In der Stadt Nujinchiware war die Hölle los. Die gesamte Energieversorgung war
zusammengebrochen. Die Elektro-Funkcars standen kreuz und quer auf allen
Straßen der Stadt, ebenso die privaten Eltessen, die einzigen Autos, die hier
zugelassen waren. Man konnte froh sein, dass der mehr als tausend Meter dicke
Eisschild, der den Planeten Kensiko umgab, über der Stadt lag, und die Wärme
der Stadt einigermaßen festhielt, sonst hätte das Blaue Auge die „Icescraper“
weggefegt, wie eine der siebzigseitigen Tageszeitungen. Der Hotelbus stand an
der Schleuse und konnte nicht weiter, sein Antrieb war durch den Ausfall der
Energie lahmgelegt und auch die Schleuse funktionierte nicht. Obwohl also alle
Ausgänge der Stadt dicht waren, machte sich der Temperaturverlust allmählich
bemerkbar. Statt der üblichen konstanten vierundzwanzig Grad Lufttem-peratur
zeigte das Thermometer in der Zentrale der Energieversorgungs-Gesellschaft
bereits vier Grad weniger. Es herrschte hektische Betrieb-samkeit, aber bisher
war noch nicht einmal der Fehler gefunden. Und es musste ein schwerwiegender
Fehler sein, sonst wäre nicht die ganze Energie versiegt.

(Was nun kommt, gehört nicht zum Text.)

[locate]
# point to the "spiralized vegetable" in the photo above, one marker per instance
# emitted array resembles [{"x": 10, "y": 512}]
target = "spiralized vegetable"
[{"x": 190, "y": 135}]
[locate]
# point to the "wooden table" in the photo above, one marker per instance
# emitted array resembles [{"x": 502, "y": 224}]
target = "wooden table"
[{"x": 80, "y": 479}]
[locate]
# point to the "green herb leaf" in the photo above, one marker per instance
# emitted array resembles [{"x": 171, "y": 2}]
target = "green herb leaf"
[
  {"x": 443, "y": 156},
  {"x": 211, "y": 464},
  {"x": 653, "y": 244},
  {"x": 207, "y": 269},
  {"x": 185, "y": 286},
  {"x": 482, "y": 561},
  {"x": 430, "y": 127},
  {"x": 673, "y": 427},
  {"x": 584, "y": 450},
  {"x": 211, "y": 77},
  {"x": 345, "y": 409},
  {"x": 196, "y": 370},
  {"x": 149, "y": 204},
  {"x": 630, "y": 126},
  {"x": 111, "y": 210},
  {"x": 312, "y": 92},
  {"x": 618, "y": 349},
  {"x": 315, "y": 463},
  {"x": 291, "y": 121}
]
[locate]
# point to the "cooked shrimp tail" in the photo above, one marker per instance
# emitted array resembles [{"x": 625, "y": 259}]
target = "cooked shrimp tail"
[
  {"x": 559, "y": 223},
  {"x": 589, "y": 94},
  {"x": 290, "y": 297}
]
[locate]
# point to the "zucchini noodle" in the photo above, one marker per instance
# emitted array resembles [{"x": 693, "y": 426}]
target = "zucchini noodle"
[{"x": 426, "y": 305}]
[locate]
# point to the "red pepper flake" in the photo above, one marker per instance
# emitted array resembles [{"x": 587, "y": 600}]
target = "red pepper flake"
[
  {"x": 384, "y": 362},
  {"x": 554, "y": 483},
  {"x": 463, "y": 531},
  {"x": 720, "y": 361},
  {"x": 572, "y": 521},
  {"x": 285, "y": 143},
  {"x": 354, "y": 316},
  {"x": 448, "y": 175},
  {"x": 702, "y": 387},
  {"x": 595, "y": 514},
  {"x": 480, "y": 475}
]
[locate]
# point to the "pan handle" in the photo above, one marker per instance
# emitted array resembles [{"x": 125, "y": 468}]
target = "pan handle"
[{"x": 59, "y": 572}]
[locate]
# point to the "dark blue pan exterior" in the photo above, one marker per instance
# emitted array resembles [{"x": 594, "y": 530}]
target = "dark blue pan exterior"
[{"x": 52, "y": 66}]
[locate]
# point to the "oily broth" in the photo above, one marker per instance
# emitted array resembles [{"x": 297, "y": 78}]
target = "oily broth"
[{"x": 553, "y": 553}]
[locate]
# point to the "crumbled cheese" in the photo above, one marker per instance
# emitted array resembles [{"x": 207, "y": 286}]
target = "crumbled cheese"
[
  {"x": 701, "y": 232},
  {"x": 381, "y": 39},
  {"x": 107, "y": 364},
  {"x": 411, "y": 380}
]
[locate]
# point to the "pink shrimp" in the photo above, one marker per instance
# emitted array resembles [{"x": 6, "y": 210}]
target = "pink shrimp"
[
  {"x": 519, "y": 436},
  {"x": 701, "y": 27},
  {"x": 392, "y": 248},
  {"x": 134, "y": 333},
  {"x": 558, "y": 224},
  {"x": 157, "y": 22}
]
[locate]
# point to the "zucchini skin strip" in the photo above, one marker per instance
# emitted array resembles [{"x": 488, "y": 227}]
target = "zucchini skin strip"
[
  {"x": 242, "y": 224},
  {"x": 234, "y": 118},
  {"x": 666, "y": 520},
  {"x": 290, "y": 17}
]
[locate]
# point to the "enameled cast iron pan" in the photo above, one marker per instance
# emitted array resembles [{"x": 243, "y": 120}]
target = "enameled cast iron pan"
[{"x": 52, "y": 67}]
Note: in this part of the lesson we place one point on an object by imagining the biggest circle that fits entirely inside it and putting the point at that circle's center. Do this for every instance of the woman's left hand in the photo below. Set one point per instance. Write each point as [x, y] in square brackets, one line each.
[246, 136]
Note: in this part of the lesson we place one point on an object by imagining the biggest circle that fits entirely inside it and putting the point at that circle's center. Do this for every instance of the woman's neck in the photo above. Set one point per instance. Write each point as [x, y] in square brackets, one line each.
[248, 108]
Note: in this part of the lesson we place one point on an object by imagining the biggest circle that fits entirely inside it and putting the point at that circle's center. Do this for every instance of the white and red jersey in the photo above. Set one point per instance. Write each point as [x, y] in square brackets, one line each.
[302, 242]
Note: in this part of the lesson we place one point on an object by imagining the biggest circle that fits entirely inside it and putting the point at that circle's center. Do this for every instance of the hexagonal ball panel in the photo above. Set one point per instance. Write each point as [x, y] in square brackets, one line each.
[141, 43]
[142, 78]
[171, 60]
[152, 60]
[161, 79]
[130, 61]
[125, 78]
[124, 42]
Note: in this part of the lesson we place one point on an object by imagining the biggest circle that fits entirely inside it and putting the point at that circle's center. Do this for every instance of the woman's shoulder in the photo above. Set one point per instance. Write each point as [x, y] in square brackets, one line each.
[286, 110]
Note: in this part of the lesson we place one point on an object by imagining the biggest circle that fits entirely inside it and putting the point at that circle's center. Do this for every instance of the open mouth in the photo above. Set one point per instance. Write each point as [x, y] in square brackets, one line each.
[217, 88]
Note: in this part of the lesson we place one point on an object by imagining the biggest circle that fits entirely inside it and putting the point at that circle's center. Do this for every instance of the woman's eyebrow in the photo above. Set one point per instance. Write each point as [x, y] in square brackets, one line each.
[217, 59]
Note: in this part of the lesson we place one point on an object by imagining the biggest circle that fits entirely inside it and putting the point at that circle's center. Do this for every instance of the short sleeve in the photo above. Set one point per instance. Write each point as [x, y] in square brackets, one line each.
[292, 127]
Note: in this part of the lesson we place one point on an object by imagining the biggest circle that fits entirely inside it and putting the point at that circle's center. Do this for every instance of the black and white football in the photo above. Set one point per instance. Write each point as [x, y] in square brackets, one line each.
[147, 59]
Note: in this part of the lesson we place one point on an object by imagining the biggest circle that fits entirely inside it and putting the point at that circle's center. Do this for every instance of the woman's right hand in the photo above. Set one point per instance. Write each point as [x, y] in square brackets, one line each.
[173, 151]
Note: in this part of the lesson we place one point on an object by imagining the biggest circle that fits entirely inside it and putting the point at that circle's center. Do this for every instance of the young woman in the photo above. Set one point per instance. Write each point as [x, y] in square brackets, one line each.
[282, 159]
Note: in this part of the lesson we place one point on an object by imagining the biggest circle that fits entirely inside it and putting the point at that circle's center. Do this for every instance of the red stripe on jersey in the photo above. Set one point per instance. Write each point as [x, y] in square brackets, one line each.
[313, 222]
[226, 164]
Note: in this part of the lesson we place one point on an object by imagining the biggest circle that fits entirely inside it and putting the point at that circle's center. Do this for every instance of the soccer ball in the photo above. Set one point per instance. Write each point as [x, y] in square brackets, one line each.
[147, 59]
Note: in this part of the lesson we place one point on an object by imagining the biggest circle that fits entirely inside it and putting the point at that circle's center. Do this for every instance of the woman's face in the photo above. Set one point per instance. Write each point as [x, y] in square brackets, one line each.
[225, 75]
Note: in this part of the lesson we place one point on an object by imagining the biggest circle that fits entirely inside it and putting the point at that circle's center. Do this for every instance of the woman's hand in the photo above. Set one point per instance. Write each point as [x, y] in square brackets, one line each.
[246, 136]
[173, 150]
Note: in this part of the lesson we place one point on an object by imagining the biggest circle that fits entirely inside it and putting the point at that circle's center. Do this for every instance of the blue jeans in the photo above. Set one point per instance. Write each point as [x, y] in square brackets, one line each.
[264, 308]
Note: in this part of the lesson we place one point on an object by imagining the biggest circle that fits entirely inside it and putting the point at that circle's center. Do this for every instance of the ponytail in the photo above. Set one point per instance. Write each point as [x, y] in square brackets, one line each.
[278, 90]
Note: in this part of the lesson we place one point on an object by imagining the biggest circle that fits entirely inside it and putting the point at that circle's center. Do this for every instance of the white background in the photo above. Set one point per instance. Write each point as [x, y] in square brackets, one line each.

„Der Fusionsreaktor ist ausgefallen!“ rief ein Techniker im Vorbeirennen in die
Zentrale.
„Strahlung?“ fragte der leitende Ingenieur zurück, aber der Techniker hörte ihn schon nicht
mehr.
Jetzt klingelten die Telefone, als hätte sich alle Welt ins Netz geschaltet.
,Ein Glück, dass wenigstens das Telefon seine eigene Energieversorgung hat‘, dachte
der Ingenieur. 
Aamul Kachaik landete mit seinem Schiff auf Kensiko zehn Minuten, nachdem die
Touristen angekommen waren. Er sah sie stehen, eng zusammengedrängt.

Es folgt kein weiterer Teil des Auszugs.